23rd Sep 2012 6:17pm | By Frankie Mullin
In what could be the biggest animal rights protest since the run-up to the fox hunting ban in 2004, diverse animal welfare groups from across the UK have united to oppose the culling of thousands of badgers.
At the launch of a campaign in London last week, Queen guitarist Brian May spoke out against the decision, calling the cull “scientifically, practically, and ethically indefensible”.
As he unveiled the first of a series of billboards, May said: “We won’t rest until every man, woman and child in Britain knows about the tragedy unfolding in their countryside.”
The badger cull is proving to be as nationally divisive as fox hunting.
For those from overseas, the passion triggered by the slaughtering of badgers may seem disproportionate, but England is a country with few remaining large wild mammals (wolves, bears, lynx and elk once roamed here) and many are fiercely protective of the species that remain.
“The badger is an iconic symbol of our British wildlife,” says May. “Badgers have been living in the British Isles since thousands of years before man arrived. Let’s not be the generation that stood by and watched them slaughtered.”
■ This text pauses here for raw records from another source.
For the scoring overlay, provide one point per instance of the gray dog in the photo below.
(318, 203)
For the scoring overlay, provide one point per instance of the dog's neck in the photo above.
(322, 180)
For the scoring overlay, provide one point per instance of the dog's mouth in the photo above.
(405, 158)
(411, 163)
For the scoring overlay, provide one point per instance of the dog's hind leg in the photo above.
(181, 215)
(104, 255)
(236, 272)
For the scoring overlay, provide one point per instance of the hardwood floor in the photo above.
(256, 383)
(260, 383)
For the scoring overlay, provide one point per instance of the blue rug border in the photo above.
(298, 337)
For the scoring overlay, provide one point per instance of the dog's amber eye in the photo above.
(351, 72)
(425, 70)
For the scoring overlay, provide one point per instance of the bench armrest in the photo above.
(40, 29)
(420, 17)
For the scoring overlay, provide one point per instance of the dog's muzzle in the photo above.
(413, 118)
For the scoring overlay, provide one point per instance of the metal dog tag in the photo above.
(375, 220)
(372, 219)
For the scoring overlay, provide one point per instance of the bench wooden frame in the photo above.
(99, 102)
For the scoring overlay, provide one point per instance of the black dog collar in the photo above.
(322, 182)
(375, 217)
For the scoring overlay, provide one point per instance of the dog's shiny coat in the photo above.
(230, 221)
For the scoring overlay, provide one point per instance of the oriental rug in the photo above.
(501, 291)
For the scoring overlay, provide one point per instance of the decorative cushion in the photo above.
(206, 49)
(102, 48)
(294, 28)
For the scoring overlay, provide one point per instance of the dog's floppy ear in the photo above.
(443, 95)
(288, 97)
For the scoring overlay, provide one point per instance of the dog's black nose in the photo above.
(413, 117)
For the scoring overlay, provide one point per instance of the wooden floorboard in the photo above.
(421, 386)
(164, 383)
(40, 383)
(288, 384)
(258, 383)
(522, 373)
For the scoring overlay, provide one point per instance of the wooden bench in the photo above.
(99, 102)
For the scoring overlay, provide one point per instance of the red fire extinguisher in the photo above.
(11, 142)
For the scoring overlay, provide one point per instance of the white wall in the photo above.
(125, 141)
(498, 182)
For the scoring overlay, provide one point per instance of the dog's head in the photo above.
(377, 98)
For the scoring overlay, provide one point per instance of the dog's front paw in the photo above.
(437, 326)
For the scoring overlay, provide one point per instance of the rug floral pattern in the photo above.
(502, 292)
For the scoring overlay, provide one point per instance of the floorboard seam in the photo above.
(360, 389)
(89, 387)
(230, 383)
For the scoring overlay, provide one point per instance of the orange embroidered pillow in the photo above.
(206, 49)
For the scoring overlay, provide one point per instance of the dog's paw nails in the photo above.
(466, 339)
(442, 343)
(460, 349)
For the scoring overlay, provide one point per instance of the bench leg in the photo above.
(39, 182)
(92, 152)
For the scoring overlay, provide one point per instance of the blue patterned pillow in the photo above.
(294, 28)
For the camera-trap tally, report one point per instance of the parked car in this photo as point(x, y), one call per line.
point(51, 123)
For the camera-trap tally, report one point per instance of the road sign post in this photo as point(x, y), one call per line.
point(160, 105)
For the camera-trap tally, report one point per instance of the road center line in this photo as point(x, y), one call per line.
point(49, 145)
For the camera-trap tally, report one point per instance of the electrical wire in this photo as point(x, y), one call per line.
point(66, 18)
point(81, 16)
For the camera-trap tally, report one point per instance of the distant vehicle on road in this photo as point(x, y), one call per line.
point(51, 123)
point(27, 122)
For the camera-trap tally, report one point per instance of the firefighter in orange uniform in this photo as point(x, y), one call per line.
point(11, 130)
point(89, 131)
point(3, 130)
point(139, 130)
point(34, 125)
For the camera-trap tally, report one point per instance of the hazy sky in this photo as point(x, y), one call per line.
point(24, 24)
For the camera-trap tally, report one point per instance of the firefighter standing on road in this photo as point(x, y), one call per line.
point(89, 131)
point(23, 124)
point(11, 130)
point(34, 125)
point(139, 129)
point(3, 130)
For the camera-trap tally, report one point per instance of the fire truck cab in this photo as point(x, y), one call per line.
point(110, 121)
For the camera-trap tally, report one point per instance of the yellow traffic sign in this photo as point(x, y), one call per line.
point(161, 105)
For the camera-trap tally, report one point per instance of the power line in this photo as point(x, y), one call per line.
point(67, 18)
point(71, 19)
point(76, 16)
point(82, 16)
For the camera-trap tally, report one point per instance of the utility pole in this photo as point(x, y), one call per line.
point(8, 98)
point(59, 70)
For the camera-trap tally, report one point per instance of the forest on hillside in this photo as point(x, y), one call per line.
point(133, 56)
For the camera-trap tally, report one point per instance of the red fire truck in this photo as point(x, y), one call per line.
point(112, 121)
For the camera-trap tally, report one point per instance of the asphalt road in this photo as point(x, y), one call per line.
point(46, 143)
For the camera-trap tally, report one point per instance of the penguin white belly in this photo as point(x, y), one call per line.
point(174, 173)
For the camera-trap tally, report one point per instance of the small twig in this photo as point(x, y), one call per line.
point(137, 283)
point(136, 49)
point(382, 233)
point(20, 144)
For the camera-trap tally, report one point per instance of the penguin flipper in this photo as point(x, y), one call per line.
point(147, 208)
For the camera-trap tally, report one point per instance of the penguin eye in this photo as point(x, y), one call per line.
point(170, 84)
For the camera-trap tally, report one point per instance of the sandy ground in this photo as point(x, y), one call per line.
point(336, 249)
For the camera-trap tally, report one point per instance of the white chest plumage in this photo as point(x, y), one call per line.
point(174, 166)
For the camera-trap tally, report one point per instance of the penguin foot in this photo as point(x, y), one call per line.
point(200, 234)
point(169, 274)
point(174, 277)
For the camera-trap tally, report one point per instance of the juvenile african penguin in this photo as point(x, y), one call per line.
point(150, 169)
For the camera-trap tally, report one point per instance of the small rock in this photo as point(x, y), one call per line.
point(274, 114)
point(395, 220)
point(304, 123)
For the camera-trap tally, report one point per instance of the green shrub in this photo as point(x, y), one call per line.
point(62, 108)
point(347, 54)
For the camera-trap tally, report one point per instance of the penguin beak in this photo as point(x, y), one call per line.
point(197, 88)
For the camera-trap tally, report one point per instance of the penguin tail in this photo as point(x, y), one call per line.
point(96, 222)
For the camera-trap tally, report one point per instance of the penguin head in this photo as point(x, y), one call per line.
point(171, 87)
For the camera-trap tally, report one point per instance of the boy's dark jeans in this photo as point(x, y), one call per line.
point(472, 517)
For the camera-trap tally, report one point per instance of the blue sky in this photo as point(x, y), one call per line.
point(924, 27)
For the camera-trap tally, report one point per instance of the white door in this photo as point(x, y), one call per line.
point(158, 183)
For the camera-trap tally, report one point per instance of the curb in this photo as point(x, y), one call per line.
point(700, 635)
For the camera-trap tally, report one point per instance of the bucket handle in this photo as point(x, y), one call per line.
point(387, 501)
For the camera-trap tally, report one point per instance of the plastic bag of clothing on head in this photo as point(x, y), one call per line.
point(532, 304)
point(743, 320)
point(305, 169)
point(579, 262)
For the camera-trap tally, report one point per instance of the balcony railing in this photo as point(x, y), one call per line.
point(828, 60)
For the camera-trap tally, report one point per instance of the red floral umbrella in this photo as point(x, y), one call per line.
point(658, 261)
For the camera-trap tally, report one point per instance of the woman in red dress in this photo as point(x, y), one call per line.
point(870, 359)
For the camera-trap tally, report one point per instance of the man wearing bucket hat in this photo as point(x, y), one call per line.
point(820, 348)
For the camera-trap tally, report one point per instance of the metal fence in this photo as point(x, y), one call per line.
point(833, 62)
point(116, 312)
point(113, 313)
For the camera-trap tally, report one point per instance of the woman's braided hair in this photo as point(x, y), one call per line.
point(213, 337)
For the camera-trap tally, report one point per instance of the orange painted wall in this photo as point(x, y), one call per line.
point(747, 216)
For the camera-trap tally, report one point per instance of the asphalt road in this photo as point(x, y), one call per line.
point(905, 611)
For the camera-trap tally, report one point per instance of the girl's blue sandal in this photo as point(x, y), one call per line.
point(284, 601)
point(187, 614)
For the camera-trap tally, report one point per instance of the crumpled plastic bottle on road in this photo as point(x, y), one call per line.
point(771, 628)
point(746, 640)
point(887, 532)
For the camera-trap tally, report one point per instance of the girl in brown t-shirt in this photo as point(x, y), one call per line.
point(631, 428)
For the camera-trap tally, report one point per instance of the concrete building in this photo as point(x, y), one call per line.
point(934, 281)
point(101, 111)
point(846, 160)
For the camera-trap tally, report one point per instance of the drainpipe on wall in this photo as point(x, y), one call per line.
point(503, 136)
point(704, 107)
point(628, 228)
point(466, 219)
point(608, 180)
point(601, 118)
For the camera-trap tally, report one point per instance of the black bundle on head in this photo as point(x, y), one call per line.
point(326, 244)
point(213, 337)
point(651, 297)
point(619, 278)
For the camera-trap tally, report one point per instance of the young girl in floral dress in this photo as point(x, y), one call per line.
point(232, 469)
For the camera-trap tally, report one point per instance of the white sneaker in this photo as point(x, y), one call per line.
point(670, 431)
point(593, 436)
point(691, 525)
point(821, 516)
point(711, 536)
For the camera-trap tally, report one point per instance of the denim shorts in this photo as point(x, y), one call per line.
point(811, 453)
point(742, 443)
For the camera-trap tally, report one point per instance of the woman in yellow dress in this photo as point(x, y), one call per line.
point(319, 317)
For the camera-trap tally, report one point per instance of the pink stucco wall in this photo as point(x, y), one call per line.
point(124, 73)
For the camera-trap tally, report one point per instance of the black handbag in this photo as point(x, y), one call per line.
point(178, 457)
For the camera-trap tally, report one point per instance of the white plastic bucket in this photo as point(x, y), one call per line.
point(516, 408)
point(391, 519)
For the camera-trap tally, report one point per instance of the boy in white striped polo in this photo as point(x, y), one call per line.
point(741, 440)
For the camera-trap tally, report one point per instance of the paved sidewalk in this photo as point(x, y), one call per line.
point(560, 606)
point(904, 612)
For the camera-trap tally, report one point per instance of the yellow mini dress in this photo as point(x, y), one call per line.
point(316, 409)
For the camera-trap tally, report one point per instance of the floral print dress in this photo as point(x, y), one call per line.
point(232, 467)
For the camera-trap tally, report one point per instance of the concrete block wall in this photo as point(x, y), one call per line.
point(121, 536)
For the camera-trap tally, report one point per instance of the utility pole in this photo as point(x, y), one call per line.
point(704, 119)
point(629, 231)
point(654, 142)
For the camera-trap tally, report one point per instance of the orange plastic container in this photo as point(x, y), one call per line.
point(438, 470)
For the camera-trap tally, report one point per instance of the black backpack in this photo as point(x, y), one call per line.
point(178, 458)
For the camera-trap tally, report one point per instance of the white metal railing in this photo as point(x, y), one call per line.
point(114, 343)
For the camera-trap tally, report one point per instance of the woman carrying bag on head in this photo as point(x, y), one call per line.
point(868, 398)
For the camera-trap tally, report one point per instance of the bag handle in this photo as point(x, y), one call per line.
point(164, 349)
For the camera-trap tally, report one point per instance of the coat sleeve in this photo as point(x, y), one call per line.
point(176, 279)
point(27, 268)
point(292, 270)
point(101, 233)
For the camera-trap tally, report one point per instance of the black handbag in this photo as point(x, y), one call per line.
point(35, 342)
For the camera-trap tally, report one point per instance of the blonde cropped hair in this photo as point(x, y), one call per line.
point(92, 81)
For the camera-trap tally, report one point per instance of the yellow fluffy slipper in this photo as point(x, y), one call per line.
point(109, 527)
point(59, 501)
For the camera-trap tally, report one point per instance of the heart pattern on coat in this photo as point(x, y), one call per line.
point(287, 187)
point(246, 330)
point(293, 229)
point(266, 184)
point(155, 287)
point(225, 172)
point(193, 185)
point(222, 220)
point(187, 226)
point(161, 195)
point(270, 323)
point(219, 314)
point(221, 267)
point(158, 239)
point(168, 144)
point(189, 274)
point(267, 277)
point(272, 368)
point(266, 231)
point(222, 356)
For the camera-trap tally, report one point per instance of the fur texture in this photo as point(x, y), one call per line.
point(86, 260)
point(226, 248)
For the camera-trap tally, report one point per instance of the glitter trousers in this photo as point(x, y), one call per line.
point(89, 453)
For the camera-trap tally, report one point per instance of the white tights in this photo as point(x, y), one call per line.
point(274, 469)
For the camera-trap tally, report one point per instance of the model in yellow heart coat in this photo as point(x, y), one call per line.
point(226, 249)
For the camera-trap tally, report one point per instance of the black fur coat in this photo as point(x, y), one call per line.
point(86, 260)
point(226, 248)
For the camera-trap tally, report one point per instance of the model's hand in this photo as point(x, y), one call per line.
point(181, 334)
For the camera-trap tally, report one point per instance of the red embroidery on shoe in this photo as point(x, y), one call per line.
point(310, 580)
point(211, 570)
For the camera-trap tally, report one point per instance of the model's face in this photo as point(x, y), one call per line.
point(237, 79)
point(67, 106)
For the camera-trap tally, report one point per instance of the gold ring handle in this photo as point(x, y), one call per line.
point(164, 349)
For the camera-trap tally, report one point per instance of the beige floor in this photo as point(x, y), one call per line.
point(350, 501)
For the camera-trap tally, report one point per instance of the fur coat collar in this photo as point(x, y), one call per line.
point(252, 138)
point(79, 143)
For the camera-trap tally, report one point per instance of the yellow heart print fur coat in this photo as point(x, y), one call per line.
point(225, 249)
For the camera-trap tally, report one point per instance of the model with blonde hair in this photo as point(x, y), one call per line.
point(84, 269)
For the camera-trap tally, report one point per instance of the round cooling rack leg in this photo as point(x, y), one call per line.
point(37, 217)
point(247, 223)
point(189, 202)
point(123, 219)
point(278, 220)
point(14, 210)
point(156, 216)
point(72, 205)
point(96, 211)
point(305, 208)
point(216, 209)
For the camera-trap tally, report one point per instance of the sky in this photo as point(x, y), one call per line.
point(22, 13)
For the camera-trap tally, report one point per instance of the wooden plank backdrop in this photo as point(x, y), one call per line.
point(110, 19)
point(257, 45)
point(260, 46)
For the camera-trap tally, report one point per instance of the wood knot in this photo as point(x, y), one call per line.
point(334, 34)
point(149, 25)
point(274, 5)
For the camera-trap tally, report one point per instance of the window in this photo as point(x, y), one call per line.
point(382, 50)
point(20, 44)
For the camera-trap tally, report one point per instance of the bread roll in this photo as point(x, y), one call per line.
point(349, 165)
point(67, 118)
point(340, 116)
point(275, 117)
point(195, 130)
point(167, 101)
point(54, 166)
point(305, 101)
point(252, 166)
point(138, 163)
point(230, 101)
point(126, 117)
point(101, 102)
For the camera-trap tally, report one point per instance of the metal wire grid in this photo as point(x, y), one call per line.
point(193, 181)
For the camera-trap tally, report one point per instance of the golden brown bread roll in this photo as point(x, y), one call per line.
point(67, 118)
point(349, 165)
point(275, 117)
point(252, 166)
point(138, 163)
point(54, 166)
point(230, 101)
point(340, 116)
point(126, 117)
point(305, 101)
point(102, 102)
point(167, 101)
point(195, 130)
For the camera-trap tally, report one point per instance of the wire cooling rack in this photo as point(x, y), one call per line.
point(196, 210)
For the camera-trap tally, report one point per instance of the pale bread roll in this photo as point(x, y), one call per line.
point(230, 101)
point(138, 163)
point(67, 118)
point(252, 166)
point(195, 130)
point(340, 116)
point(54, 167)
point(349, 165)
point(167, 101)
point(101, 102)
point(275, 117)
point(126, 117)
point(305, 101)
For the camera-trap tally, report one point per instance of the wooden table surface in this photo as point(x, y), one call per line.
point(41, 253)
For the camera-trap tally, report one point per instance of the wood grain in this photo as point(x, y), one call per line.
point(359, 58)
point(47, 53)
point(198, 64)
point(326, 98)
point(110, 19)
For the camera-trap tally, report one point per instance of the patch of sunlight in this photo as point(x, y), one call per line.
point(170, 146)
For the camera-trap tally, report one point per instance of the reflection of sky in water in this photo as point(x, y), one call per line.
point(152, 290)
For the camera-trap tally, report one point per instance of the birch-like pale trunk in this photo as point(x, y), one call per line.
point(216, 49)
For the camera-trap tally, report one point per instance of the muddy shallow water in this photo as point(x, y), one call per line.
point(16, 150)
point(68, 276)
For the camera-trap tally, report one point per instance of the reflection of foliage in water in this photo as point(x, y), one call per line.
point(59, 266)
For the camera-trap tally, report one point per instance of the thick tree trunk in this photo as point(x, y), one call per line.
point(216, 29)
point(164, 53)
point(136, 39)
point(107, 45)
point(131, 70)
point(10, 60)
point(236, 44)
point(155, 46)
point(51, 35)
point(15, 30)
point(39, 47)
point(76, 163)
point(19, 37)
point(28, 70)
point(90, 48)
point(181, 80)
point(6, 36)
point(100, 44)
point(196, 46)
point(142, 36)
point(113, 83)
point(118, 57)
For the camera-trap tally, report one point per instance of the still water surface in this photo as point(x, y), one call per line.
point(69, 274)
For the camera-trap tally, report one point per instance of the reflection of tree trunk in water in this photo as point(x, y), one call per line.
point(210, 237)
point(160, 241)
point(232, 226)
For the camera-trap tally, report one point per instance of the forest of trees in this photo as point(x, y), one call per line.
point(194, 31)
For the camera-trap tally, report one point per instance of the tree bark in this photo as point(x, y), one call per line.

According to the government, the cull is necessary to curb tuberculosis in cattle. Despite the fact that human infection is rare, the disease resulted in the slaughter of 32,000 cows last year. The first licence for farmers to shoot badgers was issued last Monday and plans are for the cull to be rolled out across the UK. An estimated 130,000 badgers will be shot.
Opponents, including scientists and animal protection agencies such as the RSPCA (stopthecull.org) question whether killing badgers is actually an effective means of controlling bovine TB.
The cull is based on a nine-year trial which showed that if more than 70 per cent of badgers in an area were eradicated, bovine TB would be reduced by 16 per cent locally and three per cent nationally. It’s hardly a dramatic result, and Lord Krebs, the scientist who carried out the previous trial, has called the new cull “crazy”.
“The government is misleading desperate farmers for its own short-term political gain,” Joe Duckworth, chief executive of the League Against Cruel Sports said. “The cull won’t work. In 100 years, there will still be bovine TB.” He believes that there are other solutions.
“A cattle vaccine is near to being approved, and is currently being trialled in Wales, which has decided not to cull despite being faced with the same problem.
Strict animal husbandry, vaccination, restriction of movement and cleanliness would be effective,” he added.
Suggestions of alternative controls have been dismissed by those in favour of the cull. Phil Hudson, head of food and farming at the National Farmers Union, told TNT that the licensing of a TB vaccine for cattle was still some years away.
“The National Farmers Union supports badger and cattle vaccination, but there are real issues with these. Trials in South Africa show that the effectiveness of a cattle vaccine may be only 50-60 per cent,” he said.
Hudson also disputes the findings of Lord Krebs’ trial study. “We are seeking to cull much bigger areas than the 2005 trials,” he said. “We should be looking at a decline in TB of around a third of cases.”
Not only are animal rights groups unconvinced that the cull will work, however, they also fear it will not be carried out as professionally as the government might wish. English Nature said last week that it had “a low level of confidence” in the ability of farmers to coordinate the cull effectively.
The RSPCA’s West Hatch Wildlife Centre in Somerset, near one of the first cull areas, will be monitoring how it is carried out, with veterinary staff checking badger carcasses for evidence of poor shooting and the suffering of badgers as a result.
Hudson is adamant that this will not be the case. “The licensing process is extremely strict,” he said. “Individuals who carry out the cull will undergo special training.”